NHS Wakefield District and Wakefield Council's Joint Public Health Unit piloted an asset and co-production approach as part of the programme reviewing their Joint Strategic Needs Assessment (JSNA).
At a time of ongoing pressure on council and wider public sector finances, it is important that commissioners and providers look at all available local assets. This can help to:
- Reduce the impact of reduced budgets, avoid too many of the same kinds of services being delivered in one area and not enough in another,
- Open up new opportunities for people and keep people who use services and their communities at the heart of those services.
The asset mapping work conducted used a range of methods to talk to people in the local community including a world café event, digital photography, face to face conversations and discussions in local groups.
All of the conversations focused on five questions:
- What makes us a strong community?
- What do we do as a community to make people feel better?
- What makes this a good place to be?
- What factors help us cope in times of stress?
- What makes us healthy in mind, body and spirit as a community?
Commissioners put the information that they found out about assets with the information from the Joint Strategic Needs Assessment.
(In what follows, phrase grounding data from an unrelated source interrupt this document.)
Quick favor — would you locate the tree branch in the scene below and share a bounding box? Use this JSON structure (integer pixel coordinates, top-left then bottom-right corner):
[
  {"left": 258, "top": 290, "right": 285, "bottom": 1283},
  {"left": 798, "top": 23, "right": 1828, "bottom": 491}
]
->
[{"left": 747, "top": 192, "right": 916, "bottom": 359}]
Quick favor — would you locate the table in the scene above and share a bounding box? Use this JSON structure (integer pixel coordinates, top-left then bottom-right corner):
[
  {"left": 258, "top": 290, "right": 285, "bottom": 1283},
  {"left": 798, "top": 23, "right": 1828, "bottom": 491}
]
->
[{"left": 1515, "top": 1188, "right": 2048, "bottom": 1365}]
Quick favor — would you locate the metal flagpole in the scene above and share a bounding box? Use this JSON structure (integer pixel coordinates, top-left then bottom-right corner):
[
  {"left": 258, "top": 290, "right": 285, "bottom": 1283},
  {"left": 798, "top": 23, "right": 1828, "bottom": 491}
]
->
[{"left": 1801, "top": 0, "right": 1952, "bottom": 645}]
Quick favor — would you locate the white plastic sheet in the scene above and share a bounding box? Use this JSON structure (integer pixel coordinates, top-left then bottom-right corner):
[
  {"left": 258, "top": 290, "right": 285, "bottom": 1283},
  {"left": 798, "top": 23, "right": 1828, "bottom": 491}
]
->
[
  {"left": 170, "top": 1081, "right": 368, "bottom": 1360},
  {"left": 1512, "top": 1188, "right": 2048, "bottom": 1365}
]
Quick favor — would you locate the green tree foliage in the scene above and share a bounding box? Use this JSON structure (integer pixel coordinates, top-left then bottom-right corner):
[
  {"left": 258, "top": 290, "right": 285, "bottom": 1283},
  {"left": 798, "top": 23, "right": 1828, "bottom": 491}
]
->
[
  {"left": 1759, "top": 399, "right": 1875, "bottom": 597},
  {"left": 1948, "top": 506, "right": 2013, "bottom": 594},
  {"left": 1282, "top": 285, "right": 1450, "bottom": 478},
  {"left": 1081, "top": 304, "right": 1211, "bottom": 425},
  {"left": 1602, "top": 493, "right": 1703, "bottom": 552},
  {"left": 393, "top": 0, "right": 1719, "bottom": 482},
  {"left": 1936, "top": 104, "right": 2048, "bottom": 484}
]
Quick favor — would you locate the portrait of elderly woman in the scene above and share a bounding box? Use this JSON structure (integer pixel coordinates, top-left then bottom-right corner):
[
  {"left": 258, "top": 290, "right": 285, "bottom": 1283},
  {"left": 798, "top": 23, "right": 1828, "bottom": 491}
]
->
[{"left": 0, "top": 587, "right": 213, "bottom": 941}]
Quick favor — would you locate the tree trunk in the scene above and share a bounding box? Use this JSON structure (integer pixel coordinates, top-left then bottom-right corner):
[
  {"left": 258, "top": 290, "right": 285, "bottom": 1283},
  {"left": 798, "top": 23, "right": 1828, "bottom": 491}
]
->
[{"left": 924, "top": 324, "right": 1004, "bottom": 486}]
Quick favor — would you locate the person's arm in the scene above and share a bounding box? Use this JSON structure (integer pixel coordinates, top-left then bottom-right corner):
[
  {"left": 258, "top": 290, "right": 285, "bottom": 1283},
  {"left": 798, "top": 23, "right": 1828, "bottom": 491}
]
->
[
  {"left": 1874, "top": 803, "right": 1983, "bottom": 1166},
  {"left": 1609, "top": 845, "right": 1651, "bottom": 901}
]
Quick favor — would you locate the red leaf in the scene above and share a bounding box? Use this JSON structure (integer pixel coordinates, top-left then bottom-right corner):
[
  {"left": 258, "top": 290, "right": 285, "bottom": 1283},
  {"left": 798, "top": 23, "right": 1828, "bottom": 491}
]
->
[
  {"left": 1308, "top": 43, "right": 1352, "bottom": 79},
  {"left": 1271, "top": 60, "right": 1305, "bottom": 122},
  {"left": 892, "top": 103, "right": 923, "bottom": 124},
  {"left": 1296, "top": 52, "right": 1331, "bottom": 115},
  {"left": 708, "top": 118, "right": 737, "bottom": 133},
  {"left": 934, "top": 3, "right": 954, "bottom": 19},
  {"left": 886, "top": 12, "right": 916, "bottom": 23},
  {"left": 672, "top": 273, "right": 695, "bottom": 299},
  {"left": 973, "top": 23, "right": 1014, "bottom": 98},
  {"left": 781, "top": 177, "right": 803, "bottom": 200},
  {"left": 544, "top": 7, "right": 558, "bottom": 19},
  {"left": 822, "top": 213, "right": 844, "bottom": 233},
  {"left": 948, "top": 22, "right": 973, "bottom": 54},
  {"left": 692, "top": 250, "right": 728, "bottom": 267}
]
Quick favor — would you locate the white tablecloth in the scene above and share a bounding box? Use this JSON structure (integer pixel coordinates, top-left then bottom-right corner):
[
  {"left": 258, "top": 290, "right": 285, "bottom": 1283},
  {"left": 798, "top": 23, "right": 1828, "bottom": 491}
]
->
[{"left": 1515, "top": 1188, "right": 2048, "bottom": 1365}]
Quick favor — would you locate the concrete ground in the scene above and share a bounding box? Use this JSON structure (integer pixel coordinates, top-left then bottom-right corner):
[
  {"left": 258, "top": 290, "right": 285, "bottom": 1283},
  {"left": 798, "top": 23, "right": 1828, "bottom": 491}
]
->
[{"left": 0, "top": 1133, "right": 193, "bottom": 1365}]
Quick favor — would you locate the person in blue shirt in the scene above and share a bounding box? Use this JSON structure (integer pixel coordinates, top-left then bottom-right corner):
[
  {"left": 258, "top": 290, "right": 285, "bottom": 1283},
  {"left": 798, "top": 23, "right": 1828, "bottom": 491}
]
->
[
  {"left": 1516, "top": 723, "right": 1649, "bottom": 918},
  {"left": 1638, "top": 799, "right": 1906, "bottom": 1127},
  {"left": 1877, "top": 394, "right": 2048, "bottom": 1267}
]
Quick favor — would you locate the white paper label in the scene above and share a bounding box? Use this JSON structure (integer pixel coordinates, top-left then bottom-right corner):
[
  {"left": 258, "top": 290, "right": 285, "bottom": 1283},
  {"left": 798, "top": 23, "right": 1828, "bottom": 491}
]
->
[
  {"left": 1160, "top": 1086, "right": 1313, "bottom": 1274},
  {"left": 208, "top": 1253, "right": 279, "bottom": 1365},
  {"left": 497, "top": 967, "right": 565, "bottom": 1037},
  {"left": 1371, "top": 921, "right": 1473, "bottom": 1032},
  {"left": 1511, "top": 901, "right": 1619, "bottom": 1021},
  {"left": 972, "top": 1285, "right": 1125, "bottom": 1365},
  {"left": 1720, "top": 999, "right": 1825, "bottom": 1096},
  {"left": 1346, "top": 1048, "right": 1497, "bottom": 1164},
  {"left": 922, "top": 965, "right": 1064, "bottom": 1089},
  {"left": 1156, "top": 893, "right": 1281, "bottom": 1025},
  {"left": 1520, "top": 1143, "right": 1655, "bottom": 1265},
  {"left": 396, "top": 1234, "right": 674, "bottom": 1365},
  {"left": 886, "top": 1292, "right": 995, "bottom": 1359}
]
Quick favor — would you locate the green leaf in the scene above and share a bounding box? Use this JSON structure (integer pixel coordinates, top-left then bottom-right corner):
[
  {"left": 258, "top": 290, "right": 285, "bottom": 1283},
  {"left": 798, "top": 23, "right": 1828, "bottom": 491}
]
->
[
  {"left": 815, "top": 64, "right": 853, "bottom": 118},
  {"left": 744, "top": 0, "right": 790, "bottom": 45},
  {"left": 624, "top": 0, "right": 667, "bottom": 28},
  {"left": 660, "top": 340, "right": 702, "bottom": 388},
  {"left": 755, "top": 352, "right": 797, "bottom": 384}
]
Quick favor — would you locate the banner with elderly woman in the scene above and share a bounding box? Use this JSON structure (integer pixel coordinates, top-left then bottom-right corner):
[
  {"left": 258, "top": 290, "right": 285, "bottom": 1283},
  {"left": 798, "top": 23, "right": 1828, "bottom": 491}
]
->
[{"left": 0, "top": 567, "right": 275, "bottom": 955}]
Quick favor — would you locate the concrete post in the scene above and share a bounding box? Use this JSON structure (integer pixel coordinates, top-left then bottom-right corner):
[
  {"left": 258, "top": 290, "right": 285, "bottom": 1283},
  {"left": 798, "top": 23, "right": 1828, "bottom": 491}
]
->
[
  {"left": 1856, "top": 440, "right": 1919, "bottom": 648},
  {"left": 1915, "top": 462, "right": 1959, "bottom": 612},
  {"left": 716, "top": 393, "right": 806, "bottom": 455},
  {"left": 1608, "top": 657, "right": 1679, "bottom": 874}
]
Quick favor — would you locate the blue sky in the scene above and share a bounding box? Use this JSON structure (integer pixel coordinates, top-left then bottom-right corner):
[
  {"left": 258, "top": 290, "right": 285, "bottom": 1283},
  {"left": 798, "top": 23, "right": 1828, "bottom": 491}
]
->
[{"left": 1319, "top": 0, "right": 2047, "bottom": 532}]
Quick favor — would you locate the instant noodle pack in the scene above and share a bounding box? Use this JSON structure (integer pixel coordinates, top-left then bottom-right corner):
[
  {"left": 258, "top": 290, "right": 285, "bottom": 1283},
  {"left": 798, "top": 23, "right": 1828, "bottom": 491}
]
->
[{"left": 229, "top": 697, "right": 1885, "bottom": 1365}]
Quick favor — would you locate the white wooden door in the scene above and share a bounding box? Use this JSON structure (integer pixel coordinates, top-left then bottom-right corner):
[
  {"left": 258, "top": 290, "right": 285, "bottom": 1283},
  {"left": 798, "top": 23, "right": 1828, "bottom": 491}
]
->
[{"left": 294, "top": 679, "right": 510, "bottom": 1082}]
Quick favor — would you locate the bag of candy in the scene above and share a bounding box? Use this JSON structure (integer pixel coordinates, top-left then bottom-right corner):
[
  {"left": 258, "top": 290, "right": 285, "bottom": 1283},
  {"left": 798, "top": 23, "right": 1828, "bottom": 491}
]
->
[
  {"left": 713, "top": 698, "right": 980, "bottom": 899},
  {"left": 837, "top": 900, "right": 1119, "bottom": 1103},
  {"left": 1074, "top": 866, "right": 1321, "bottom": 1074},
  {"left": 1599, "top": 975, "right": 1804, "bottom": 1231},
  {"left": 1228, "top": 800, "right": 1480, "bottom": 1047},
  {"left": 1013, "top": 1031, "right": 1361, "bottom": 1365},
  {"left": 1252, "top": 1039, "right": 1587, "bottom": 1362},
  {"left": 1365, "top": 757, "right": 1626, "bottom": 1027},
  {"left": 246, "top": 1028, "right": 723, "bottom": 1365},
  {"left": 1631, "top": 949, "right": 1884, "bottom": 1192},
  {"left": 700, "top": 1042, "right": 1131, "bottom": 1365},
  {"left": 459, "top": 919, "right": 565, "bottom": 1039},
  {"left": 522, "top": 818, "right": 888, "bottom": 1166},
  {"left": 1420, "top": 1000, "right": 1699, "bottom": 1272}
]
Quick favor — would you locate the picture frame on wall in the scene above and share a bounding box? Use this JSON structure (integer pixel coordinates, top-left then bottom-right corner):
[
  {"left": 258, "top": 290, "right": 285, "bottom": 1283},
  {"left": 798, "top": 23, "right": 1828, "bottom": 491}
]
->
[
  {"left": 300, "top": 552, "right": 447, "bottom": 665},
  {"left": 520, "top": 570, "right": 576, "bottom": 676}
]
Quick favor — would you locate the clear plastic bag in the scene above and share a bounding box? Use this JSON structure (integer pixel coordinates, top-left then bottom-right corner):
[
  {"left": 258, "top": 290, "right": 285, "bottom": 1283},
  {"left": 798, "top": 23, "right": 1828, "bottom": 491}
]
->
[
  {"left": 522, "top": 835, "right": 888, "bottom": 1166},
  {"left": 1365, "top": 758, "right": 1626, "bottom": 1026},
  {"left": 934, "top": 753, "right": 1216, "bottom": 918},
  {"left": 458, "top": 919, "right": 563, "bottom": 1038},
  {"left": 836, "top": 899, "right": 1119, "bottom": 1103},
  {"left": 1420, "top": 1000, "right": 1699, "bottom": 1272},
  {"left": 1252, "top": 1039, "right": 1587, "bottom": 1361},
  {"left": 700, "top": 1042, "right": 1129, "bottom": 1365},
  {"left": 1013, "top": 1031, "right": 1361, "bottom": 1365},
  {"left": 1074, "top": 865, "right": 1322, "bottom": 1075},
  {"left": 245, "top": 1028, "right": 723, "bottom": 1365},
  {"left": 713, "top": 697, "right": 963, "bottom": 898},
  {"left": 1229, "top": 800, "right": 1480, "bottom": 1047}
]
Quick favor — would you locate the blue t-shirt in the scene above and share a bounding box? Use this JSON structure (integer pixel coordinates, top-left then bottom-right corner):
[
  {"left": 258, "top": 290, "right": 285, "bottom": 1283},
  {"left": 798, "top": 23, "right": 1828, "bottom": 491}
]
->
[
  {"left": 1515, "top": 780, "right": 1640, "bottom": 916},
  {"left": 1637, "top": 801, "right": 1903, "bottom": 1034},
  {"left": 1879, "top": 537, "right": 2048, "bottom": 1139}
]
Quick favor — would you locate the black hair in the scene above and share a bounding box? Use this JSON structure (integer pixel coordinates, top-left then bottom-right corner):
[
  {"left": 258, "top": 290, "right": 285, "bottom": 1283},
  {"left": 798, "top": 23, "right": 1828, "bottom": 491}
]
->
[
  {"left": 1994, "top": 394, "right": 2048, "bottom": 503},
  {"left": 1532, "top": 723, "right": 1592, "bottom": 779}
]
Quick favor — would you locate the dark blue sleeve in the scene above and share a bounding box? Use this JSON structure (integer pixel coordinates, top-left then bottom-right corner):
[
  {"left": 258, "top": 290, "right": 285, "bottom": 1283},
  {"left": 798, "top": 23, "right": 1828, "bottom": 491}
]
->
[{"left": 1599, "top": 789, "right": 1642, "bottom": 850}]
This has been used to make sure that, in the future, commissioning builds or strengthens existing community assets. They found that a Joint Strategic Needs Assessment process that gathers information about both assets and needs works well together with a model of support that is based on assets and co-production.
This "richer picture" provides "opportunities to develop a different commissioning framework, one which enables co-production working and builds and strengthens community assets to best address 'needs'".
Commissioners found that using an asset-based approach was "empowering" for communities and "their active participation in a more positive process which emphasised the talents, strengths and resiliencies within the community was clearly extremely rewarding". They also said that in areas where life is harder and assets are fewer, ways to engage and involve communities will be needed that gather information about both assets and needs.